Take me away » Lorraine Joy

Éditeur : Harlequin

Livre : ICI

Elle a vécu l’enfer, il voit en elle l’espoir.

La survie, Angelia connaît bien. Pendant 17 ans, elle a vécu l’enfer auprès d’un père violent, avant d’être placée en famille d’accueil.

Mais vivre le quotidien d’une lycéenne normale, elle s’en sent incapable. L’insouciance, les cours, les amis… tout cela lui est étranger.

Et malheureusement, son intégration au lycée repose sur le bon vouloir de Zac, le fils de sa famille d’accueil, chargé contre son gré de veiller sur elle. Sauf que ce garçon volcanique, à la réputation sulfureuse, l’ignore superbement. Du moins, c’est ce qu’elle croyait. Car au fil des jours, elle découvre que, sous son masque d’arrogance, Zac est capable de deviner exactement ce qu’elle ressent, et sait apaiser ses peurs. Comme s’il était lui-même hanté par ses propres démons…

 

⭐⭐⭐⭐

Je vous préviens qu’il faut avoir le cœur bien accroché par moments !

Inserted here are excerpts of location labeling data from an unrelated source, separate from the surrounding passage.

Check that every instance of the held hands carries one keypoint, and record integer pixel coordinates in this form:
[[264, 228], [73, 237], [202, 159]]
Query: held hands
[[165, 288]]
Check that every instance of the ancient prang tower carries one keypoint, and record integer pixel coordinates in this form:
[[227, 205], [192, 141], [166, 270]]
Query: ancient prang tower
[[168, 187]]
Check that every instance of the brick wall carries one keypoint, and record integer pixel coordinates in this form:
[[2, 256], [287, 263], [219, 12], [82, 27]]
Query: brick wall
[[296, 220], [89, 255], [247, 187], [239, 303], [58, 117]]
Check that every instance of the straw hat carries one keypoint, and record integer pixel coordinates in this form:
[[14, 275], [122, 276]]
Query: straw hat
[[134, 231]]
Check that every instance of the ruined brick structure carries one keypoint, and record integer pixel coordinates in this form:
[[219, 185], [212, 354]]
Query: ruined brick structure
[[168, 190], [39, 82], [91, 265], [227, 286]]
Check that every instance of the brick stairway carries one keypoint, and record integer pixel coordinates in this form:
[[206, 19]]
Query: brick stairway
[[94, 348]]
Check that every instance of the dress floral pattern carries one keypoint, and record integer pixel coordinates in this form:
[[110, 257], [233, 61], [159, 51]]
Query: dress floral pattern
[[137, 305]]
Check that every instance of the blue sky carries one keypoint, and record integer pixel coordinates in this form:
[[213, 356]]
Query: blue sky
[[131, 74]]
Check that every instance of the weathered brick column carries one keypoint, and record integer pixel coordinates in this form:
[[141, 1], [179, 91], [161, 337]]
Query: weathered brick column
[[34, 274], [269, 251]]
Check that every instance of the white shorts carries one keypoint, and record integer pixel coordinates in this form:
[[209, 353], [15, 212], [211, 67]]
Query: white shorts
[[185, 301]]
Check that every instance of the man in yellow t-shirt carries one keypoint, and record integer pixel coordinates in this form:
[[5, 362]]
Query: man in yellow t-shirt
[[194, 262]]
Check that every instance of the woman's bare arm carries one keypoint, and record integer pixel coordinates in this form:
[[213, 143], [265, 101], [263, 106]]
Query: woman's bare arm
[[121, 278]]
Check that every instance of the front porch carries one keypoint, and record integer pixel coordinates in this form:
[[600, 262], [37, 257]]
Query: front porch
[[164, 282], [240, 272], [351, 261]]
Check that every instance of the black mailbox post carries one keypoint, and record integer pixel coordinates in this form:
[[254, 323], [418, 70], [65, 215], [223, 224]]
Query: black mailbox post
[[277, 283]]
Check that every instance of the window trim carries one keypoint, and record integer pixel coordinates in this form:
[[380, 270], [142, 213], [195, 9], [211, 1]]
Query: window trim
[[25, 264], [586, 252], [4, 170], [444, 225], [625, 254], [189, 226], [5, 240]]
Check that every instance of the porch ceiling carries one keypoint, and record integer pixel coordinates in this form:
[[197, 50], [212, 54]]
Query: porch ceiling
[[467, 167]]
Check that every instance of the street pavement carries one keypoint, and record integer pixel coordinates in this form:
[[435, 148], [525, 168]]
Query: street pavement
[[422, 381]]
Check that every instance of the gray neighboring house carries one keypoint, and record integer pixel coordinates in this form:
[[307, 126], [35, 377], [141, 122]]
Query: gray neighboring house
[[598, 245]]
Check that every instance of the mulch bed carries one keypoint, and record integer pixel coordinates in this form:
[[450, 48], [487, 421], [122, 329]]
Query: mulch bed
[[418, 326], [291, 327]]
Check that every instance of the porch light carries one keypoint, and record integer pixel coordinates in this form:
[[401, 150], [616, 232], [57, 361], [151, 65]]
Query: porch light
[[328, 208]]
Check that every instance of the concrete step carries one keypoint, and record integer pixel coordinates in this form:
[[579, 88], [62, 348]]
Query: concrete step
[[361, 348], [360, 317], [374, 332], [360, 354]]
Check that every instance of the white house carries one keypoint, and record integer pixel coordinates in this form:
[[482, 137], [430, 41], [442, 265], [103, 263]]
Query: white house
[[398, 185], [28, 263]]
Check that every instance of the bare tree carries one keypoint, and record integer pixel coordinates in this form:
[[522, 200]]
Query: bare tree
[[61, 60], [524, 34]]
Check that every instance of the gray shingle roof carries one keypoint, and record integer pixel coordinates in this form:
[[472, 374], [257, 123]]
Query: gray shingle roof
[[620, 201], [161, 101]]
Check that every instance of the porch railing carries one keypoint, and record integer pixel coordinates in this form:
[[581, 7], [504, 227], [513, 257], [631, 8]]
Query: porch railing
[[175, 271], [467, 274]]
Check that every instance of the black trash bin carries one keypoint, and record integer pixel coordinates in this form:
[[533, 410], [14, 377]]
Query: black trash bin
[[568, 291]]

Depuis sa venue au monde, Angelia est la souffre-douleur d’une personne qui aurait du la choyer, son père. Mais si elle était pourtant désirée, un événement viendra ternir cet amour qui lui était destiné. Son lot quotidien ne fut dès lors que souffrance. Autant dire que pour elle, l’amour est un sentiment totalement inconnu, l’affection est une chose impensable.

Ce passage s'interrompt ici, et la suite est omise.